Classic Literature: The Bruxa: a legend of Portugal


Some time ago I featured the 1863 story the Vampire; or, Pedro Pacheco and the Bruxa by William H G Kingston. This was a remarkable story because it conflated the witch and the vampire mythologies but also because it detailed the bruxa turning into a bat to feed and lull the victim to sleep with the beat of their wings. I used this as an example of pre-Stoker bat transformation and, although my interpretation has been disputed by scholar and correspondent Kevin Dodd, I stick by that interpretation.

This is another story by William H G Kingston, unearthed by Daniel Corrick for his Night’s Black Agents anthology about a bruxa (quotes are from that volume), but this was published in Ainsworth's Magazine Volume 10, in 1846. The story is different, beginning with a historical perspective of inter-dynastic marriage (between Portugal and Leon) that was opposed by the pope, who withdrew Catholic activity whilst his wishes were ignored – and let diabolic forces into Portugal as a result. The story proper, however, follows Josefa, her grand-niece Maria and Maria’s farmer husband Pedro. Pedro offends Josefa and, as a result, the old woman (who was secretly a bruxa) vows revenge.

This revenge takes the form of her tricking Maria into meeting a Muslim (in the text Mahommedan) officer with the view that he will carry her off to the Ottoman Empire and marry her.

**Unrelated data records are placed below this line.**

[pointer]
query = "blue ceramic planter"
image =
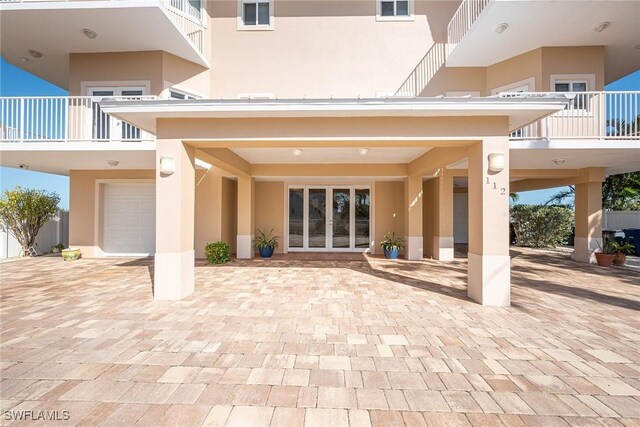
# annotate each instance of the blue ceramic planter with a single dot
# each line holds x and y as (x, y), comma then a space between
(266, 252)
(392, 254)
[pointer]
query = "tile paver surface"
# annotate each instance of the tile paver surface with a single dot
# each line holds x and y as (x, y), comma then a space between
(319, 340)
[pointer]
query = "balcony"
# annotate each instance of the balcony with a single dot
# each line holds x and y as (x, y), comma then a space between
(64, 119)
(590, 116)
(58, 28)
(485, 32)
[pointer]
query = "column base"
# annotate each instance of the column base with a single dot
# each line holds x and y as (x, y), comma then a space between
(244, 246)
(413, 248)
(584, 248)
(174, 275)
(443, 248)
(489, 279)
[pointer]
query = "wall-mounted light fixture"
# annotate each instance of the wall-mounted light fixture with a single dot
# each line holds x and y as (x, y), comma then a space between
(496, 162)
(167, 165)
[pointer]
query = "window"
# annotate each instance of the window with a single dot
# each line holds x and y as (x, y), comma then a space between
(256, 13)
(580, 101)
(176, 94)
(391, 8)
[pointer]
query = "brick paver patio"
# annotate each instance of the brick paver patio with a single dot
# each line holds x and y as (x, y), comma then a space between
(320, 342)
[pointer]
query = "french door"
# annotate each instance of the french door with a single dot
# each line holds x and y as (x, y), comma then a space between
(329, 218)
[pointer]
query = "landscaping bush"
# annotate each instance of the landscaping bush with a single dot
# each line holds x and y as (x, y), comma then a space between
(541, 226)
(218, 252)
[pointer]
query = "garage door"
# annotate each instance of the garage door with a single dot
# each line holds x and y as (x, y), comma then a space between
(129, 219)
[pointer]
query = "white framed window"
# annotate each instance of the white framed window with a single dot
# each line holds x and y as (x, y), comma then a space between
(179, 94)
(255, 14)
(394, 10)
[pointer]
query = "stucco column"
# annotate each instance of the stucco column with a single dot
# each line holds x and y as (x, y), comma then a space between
(175, 211)
(246, 217)
(588, 215)
(443, 230)
(413, 217)
(489, 275)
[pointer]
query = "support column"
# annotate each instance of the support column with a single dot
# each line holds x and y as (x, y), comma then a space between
(246, 218)
(443, 230)
(588, 214)
(174, 273)
(489, 275)
(413, 218)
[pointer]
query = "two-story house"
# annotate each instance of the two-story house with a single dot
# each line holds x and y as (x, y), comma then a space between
(330, 122)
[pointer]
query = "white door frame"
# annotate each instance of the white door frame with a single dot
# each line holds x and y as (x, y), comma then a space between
(328, 217)
(99, 208)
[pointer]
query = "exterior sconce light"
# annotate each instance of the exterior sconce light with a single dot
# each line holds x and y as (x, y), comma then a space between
(167, 165)
(496, 162)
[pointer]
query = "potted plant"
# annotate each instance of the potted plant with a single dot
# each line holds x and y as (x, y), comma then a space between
(621, 250)
(56, 249)
(266, 243)
(391, 245)
(70, 254)
(605, 256)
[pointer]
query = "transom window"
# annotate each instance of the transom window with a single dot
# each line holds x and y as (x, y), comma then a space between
(256, 13)
(394, 8)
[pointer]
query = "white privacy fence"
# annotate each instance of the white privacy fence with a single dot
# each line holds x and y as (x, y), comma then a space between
(53, 232)
(64, 118)
(619, 220)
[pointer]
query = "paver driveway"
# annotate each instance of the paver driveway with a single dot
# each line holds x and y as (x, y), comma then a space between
(320, 342)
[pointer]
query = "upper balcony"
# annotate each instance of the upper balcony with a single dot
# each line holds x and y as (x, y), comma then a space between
(485, 32)
(39, 35)
(594, 116)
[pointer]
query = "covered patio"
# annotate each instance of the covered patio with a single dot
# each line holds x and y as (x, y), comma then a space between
(349, 340)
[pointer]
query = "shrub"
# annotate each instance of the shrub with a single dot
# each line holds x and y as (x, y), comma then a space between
(218, 252)
(541, 226)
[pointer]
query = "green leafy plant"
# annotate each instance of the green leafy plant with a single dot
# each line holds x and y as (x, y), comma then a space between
(57, 248)
(390, 242)
(541, 226)
(217, 252)
(24, 211)
(266, 240)
(621, 248)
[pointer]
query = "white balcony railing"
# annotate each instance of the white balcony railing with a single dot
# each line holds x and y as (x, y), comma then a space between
(64, 118)
(463, 19)
(187, 16)
(589, 115)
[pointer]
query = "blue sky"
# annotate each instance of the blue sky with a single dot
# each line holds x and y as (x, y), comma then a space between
(16, 82)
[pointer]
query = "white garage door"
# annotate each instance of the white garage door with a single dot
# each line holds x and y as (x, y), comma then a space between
(129, 219)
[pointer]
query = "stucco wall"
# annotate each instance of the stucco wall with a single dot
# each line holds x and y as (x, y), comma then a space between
(389, 210)
(269, 209)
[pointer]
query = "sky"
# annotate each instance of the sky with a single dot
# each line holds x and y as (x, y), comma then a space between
(16, 82)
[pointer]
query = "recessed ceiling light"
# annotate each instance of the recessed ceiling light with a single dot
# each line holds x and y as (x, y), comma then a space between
(601, 26)
(90, 34)
(35, 53)
(501, 28)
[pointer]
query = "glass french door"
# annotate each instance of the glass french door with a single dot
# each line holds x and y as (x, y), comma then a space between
(335, 218)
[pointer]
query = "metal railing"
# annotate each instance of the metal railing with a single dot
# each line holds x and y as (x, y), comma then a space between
(64, 118)
(428, 66)
(187, 17)
(589, 115)
(463, 19)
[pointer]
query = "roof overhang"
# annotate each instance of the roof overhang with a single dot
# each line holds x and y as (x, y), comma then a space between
(520, 110)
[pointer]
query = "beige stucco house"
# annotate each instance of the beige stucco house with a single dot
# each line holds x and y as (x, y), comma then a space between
(329, 122)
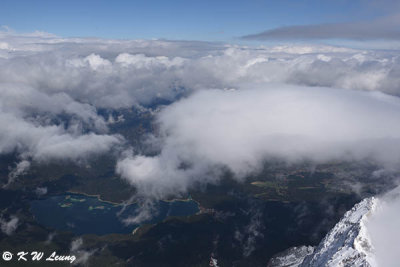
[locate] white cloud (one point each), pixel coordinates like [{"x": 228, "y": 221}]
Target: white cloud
[
  {"x": 240, "y": 129},
  {"x": 9, "y": 227}
]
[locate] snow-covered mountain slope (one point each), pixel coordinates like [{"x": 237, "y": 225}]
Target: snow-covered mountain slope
[{"x": 347, "y": 244}]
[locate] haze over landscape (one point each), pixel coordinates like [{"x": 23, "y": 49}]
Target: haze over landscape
[{"x": 191, "y": 115}]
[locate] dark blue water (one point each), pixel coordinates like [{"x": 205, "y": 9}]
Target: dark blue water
[{"x": 88, "y": 215}]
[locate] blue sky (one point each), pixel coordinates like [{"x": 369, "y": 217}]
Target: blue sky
[{"x": 189, "y": 20}]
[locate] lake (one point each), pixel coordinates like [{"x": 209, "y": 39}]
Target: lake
[{"x": 89, "y": 215}]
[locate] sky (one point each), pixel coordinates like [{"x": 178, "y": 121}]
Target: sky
[
  {"x": 207, "y": 20},
  {"x": 232, "y": 106}
]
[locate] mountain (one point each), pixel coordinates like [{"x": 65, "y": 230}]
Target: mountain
[{"x": 347, "y": 244}]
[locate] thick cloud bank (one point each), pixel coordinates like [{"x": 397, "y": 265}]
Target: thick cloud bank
[
  {"x": 243, "y": 128},
  {"x": 52, "y": 88}
]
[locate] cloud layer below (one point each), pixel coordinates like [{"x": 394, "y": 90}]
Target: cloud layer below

Maria sneaks out of bed for the rendezvous but has cold feet. Nevertheless, Josefa gets her to the meeting point but it is at the site of a bruxa rite and the officer is actually the devil in disguise. Maria ends up in a bigamist marriage to the devil and she finds herself inexorably drawn to the next rite and, after an orgy, is transformed:

Maria, like the rest of the hapless sisterhood, felt herself changing into the form of a vast bird of dusky hue, claws were on her feet, her arms became wings, and her face was sharp and pointed like a bat” (p95, 2023 [1846]).

Admittedly this conflates bird and bat, but it is later referred to as “her bat-like form” (p98, 2023 [1846]) and one cannot suggest it doesn’t feed into the idea of a bat transformation. In this form she finds herself with “A thirst, and insatiable craving for blood” (p96, 2023 [1846]) and heads to her home, where she feeds upon one of her own children – eventually predating on all three. The attack is pretty darn interesting, again wings are used to fan the victim and keep him asleep and she takes “huge drafts of the life’s blood” (p96, 2023 [1846]) until “nothing remained but an emaciated form of skin and bones” (p96, 2023 [1846]) – she literally sucks the infant dry.

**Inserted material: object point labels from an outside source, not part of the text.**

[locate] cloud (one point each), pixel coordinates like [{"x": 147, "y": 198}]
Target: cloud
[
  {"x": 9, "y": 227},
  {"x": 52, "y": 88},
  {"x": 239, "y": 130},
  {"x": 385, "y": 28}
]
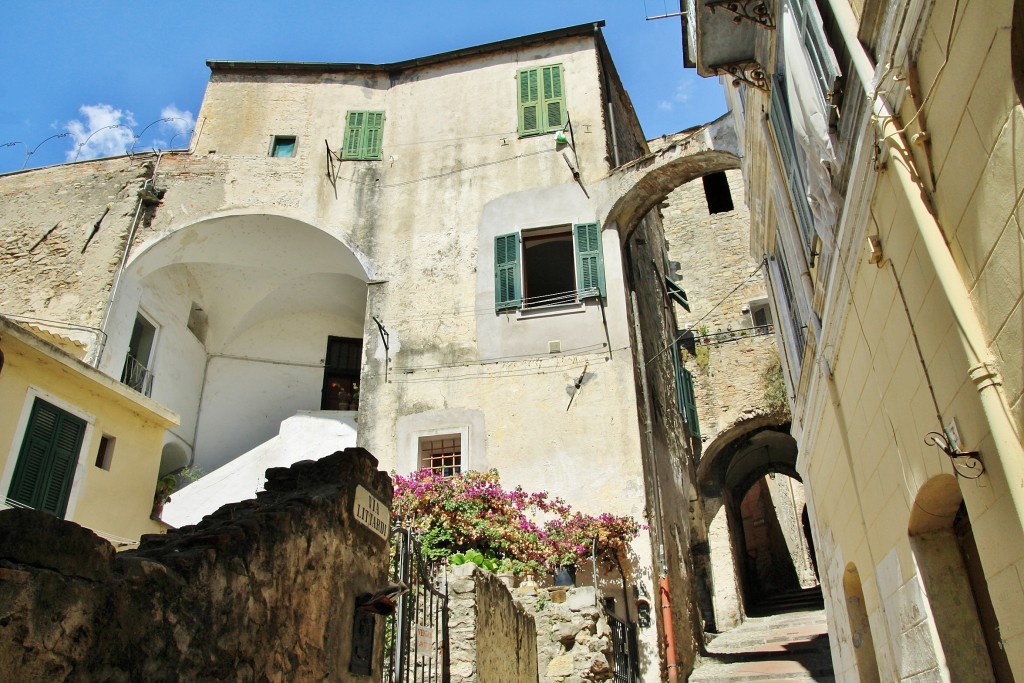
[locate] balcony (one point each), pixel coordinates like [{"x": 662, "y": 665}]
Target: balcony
[{"x": 137, "y": 376}]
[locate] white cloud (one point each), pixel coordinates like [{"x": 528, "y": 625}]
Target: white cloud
[
  {"x": 682, "y": 94},
  {"x": 104, "y": 132}
]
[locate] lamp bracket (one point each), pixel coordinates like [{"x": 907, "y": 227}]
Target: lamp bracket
[
  {"x": 751, "y": 10},
  {"x": 749, "y": 72},
  {"x": 966, "y": 464}
]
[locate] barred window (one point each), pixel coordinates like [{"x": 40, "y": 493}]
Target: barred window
[{"x": 441, "y": 454}]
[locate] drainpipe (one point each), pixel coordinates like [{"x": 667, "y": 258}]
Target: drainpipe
[
  {"x": 981, "y": 365},
  {"x": 672, "y": 668}
]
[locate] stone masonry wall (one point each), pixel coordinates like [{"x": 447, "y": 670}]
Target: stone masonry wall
[
  {"x": 714, "y": 256},
  {"x": 261, "y": 590},
  {"x": 62, "y": 232},
  {"x": 494, "y": 639},
  {"x": 573, "y": 640}
]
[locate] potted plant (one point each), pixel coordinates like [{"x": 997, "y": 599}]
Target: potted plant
[{"x": 165, "y": 486}]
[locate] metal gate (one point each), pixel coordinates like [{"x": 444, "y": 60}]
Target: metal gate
[{"x": 417, "y": 637}]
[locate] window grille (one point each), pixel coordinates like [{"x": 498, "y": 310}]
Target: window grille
[{"x": 441, "y": 455}]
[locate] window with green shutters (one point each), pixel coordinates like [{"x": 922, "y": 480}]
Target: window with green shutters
[
  {"x": 46, "y": 463},
  {"x": 542, "y": 99},
  {"x": 684, "y": 386},
  {"x": 548, "y": 266},
  {"x": 364, "y": 134}
]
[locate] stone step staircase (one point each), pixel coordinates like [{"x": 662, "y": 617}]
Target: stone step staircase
[{"x": 787, "y": 640}]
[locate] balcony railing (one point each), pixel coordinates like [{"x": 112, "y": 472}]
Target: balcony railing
[{"x": 137, "y": 376}]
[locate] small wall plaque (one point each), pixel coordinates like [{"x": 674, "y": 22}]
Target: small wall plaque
[{"x": 371, "y": 512}]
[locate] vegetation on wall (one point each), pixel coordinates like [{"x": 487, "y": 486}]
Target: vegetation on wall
[{"x": 773, "y": 384}]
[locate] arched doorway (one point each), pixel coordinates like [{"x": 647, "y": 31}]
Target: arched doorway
[
  {"x": 754, "y": 501},
  {"x": 954, "y": 583},
  {"x": 860, "y": 628},
  {"x": 241, "y": 308}
]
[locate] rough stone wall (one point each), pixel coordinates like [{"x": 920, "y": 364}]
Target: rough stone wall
[
  {"x": 573, "y": 641},
  {"x": 494, "y": 639},
  {"x": 713, "y": 252},
  {"x": 261, "y": 590}
]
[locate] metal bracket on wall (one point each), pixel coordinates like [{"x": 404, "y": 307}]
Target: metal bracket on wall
[
  {"x": 751, "y": 73},
  {"x": 751, "y": 10}
]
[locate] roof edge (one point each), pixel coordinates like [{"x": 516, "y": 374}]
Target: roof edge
[{"x": 330, "y": 67}]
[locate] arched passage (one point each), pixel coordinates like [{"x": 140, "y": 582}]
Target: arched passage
[
  {"x": 241, "y": 309},
  {"x": 754, "y": 501},
  {"x": 954, "y": 584}
]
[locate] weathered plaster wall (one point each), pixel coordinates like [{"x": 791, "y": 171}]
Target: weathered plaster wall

In this story Kingston does not use the word vampire but, as we know he explicitly drew the two forms together in his later story, this is a vampire, and vampiric attack. The transformation is into a strange hybrid but it has a bat-like face and Kingston would hone this into a pure bat shape later. This is the earliest English language version of a bat transformation that I am aware of, I do know of an earlier non-English example but that is in another scholar's pending paper, at the time of me writing this, and so my lips are currently sealed.

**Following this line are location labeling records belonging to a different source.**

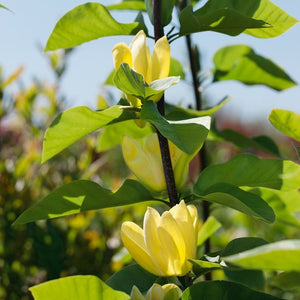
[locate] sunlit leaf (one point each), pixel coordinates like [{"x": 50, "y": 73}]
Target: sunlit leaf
[
  {"x": 260, "y": 18},
  {"x": 201, "y": 267},
  {"x": 74, "y": 123},
  {"x": 82, "y": 195},
  {"x": 166, "y": 10},
  {"x": 176, "y": 68},
  {"x": 129, "y": 276},
  {"x": 87, "y": 22},
  {"x": 261, "y": 143},
  {"x": 287, "y": 122},
  {"x": 283, "y": 256},
  {"x": 234, "y": 197},
  {"x": 283, "y": 203},
  {"x": 112, "y": 135},
  {"x": 187, "y": 135},
  {"x": 225, "y": 290},
  {"x": 249, "y": 170},
  {"x": 175, "y": 112},
  {"x": 242, "y": 244},
  {"x": 287, "y": 281},
  {"x": 252, "y": 278},
  {"x": 76, "y": 288},
  {"x": 220, "y": 19},
  {"x": 130, "y": 5},
  {"x": 210, "y": 226},
  {"x": 240, "y": 62}
]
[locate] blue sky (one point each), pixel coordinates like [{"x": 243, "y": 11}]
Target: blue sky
[{"x": 25, "y": 31}]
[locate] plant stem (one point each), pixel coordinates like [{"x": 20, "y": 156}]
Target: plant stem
[
  {"x": 163, "y": 142},
  {"x": 202, "y": 152}
]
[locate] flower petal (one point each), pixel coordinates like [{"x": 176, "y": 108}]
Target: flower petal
[
  {"x": 152, "y": 241},
  {"x": 161, "y": 59},
  {"x": 141, "y": 56},
  {"x": 173, "y": 244},
  {"x": 121, "y": 54},
  {"x": 133, "y": 239},
  {"x": 185, "y": 223}
]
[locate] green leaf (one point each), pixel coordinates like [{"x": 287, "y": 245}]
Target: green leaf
[
  {"x": 128, "y": 5},
  {"x": 201, "y": 266},
  {"x": 129, "y": 276},
  {"x": 132, "y": 83},
  {"x": 262, "y": 142},
  {"x": 234, "y": 197},
  {"x": 287, "y": 122},
  {"x": 252, "y": 278},
  {"x": 113, "y": 134},
  {"x": 242, "y": 244},
  {"x": 166, "y": 10},
  {"x": 287, "y": 281},
  {"x": 176, "y": 70},
  {"x": 225, "y": 290},
  {"x": 260, "y": 18},
  {"x": 87, "y": 22},
  {"x": 76, "y": 288},
  {"x": 74, "y": 123},
  {"x": 210, "y": 226},
  {"x": 281, "y": 202},
  {"x": 175, "y": 112},
  {"x": 83, "y": 195},
  {"x": 248, "y": 170},
  {"x": 187, "y": 135},
  {"x": 297, "y": 149},
  {"x": 2, "y": 6},
  {"x": 283, "y": 256},
  {"x": 220, "y": 19},
  {"x": 240, "y": 62}
]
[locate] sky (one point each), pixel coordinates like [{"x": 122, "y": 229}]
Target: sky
[{"x": 25, "y": 30}]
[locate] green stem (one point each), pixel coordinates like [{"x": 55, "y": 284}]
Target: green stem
[{"x": 163, "y": 142}]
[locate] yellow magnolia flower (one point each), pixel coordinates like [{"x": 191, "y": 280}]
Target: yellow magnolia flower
[
  {"x": 166, "y": 242},
  {"x": 138, "y": 57},
  {"x": 157, "y": 292},
  {"x": 143, "y": 157}
]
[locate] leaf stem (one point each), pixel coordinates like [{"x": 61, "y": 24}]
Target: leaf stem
[{"x": 163, "y": 142}]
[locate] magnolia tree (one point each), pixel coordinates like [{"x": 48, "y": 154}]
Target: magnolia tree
[{"x": 171, "y": 251}]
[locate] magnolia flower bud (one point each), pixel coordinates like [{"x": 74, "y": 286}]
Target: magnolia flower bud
[
  {"x": 138, "y": 57},
  {"x": 166, "y": 242}
]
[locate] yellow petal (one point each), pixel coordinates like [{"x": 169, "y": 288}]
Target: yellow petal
[
  {"x": 133, "y": 239},
  {"x": 194, "y": 215},
  {"x": 136, "y": 294},
  {"x": 152, "y": 241},
  {"x": 141, "y": 56},
  {"x": 156, "y": 292},
  {"x": 161, "y": 59},
  {"x": 185, "y": 222},
  {"x": 121, "y": 53},
  {"x": 173, "y": 244}
]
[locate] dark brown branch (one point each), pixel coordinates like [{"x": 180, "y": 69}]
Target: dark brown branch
[
  {"x": 202, "y": 152},
  {"x": 163, "y": 142}
]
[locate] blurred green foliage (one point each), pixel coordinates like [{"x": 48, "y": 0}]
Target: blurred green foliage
[
  {"x": 81, "y": 244},
  {"x": 87, "y": 243}
]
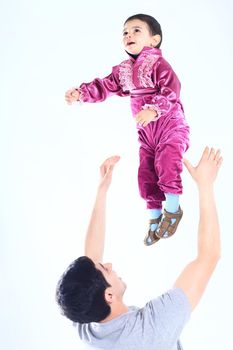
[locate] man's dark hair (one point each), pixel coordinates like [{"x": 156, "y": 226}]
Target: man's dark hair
[
  {"x": 152, "y": 23},
  {"x": 80, "y": 292}
]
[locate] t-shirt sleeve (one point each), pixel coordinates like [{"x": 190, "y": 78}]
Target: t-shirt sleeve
[{"x": 168, "y": 314}]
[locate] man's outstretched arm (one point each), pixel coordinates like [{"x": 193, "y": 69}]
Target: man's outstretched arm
[
  {"x": 95, "y": 236},
  {"x": 194, "y": 278}
]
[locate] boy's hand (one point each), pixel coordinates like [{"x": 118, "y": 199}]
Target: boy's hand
[
  {"x": 145, "y": 116},
  {"x": 72, "y": 95}
]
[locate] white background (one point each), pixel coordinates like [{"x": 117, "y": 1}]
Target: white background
[{"x": 50, "y": 154}]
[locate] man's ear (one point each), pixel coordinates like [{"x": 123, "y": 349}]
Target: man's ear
[
  {"x": 156, "y": 40},
  {"x": 108, "y": 295}
]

Edit 13/6/23: I received the following correspondence from Daniel Corrick "A little postscript to that story, it turns out that Kingston’s piece was plagiarised in the January 24th 1896 issue of Bow Bells under the title “The Vampire-Mother,” without the framing device of the Papal ban (and relocated to Spain) and with all references to “bruxa” replaced with “vampire” or “vampire witch.” Obviously fifty years on the vampire = bat idea was sufficiently embedded in popular imagination."